There are a few options, none of which really work great. This is a WordPress bug, and it genuinely sucks because the time is wrong unless you set your site to UTC... which is confusing and not always even possible.
This next code I think only works if you choose your Timezone (Under Settings -> General in admin) as a named city instead of by an GMT number offset. I haven't tested this but it's very possible that get_option('gmt_offset')
is set when get_option('timezone_string')
is not.
date_default_timezone_set(get_option('timezone_string'));
The downside of this is that WordPress assumes PHP is set to UTC when making mysql timestamps, so you can mess up your database a little bit whenever you switch timezones!
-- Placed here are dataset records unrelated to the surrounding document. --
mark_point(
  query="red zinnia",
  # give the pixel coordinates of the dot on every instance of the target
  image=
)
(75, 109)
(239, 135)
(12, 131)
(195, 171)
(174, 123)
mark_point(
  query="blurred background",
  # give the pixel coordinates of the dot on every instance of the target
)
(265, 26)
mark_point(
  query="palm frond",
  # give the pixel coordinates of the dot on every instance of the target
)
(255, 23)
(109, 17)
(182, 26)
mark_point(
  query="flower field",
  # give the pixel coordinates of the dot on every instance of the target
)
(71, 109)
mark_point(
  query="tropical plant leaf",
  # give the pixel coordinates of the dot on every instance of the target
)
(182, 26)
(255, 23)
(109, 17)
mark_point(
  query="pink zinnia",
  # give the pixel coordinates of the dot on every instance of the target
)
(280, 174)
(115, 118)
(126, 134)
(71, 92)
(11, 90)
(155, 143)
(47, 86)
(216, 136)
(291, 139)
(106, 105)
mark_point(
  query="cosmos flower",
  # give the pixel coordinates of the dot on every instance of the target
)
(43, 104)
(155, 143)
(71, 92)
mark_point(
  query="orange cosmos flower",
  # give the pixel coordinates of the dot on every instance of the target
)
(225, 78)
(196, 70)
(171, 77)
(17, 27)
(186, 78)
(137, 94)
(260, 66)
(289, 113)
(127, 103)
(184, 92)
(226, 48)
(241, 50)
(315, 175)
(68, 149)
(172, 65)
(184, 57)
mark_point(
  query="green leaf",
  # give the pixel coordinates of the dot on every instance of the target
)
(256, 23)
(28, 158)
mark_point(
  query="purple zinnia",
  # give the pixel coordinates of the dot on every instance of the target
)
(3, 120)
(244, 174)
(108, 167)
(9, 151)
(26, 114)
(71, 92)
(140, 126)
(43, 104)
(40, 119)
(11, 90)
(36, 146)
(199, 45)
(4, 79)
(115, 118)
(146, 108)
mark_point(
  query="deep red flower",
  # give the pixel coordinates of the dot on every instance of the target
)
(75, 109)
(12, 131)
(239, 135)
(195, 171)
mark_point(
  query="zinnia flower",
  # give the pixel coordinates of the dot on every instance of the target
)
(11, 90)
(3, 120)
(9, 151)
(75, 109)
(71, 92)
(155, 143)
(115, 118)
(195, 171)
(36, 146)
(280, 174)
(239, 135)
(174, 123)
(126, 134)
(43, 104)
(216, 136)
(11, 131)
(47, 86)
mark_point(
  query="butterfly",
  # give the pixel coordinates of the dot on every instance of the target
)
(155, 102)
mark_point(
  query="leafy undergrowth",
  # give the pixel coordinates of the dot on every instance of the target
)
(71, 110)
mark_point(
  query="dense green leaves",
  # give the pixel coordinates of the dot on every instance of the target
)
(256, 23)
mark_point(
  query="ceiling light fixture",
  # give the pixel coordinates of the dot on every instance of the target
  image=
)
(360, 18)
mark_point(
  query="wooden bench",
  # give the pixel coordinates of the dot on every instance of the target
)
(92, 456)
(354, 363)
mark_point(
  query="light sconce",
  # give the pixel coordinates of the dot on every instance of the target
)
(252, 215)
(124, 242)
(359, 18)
Not to mention other WP plugins may assume that the PHP environment is always in UTC.
So, if you just want a correct time -- you can force your timestamp to be in UTC with:
get_post_time('c', true); //should work for non-post objects.
Unfortunately, although correct, it'll make the timezone get set to UTC.
And note that you can't both use the "true" flag and the default timezone_set function.
Any proper solution is gonna be a code-snippet that accounts for both gmt_offset
AND timezone_string
and uses them to set a timezone on some input. WP assumes that PHP set to UTC when doing mysql timestamps, and it might break other plugins.
There's one such solution on https://www.skyverge.com/blog/down-the-rabbit-hole-wordpress-and-timezones/ but, again this is a BUG, so you should use the get_post_time($date_format, TRUE)
code to get a timestamp that is actually correct.